I am not allowed to create a new MySQL user account.
Therefore I am thinking of creating a cover-up username and password (the credentials might be stored in some table or even directly in PHP somewhere around PMA), with which my somebody would log in to PMA.
PMA would use a securely stored real username and password to connect to my MySQL server. But my somebody would never see the actual database username and password. He would only see and be able to edit tables within the one specified database on my server.
Is this somehow achievable?
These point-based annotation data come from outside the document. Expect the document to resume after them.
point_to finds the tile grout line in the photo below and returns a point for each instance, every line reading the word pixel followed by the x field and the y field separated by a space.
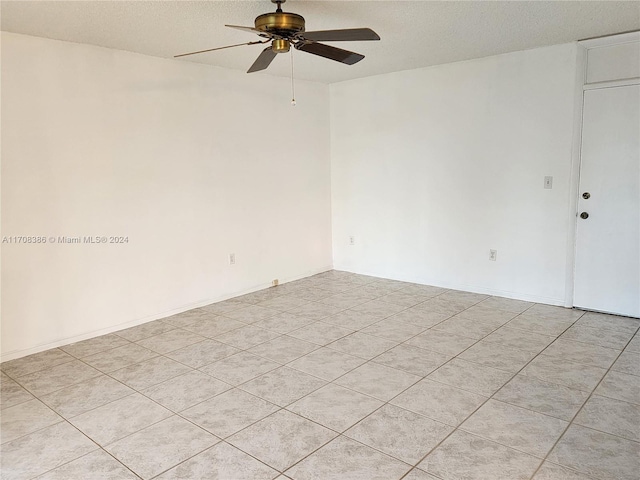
pixel 487 400
pixel 371 360
pixel 571 422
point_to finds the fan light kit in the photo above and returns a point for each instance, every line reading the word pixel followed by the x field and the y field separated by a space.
pixel 284 29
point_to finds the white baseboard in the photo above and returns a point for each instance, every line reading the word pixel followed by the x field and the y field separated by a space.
pixel 149 318
pixel 465 287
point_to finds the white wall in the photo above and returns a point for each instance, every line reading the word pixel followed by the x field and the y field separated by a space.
pixel 432 168
pixel 189 161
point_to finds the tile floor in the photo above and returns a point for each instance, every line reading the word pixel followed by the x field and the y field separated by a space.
pixel 336 376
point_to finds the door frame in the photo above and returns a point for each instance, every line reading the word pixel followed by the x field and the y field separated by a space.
pixel 581 86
Thank you!
Upvotes: 0
Views: 384
Reputation: 12422
phpMyAdmin is not designed to work like this; it uses the MySQL authentication structure without imposing any additional login restrictions.
One part of your requirements (not sharing the actual username and password) might be solved by using the config or signon authentication method, but that still doesn't impose any additional restrictions on the user once they log in so they'd have the same access that your user account has.
Unfortunately for you, if you aren't able to create another user account it's going to be difficult to share the account without giving them the same level of access.
Upvotes: 0
Reputation: 562348
PMA has a configuration for this.
$cfg['Servers'][$i]['only_db']
Read about it in the documentation: https://docs.phpmyadmin.net/en/latest/config.html
But this does not restrict the privileges of the user. It only makes the user interface show a limited subset of databases to the user. If they know the name of some other databases (or can query them from INFORMATION_SCHEMA.SCHEMATA), they can still access those databases.
If you want to enforce privileges to only a few databases, you'll have to create a distinct MySQL user and limit their privileges with GRANT.
Re your comments:
It sounds like you need to store the MySQL credentials in your PMA config file (and set $cfg['Servers'][$i]['auth_type']
to 'config'). Then you can use Apache HTTP authentication to restrict access to your PMA site (or directory), and you can create multiple user credentials at the Apache level.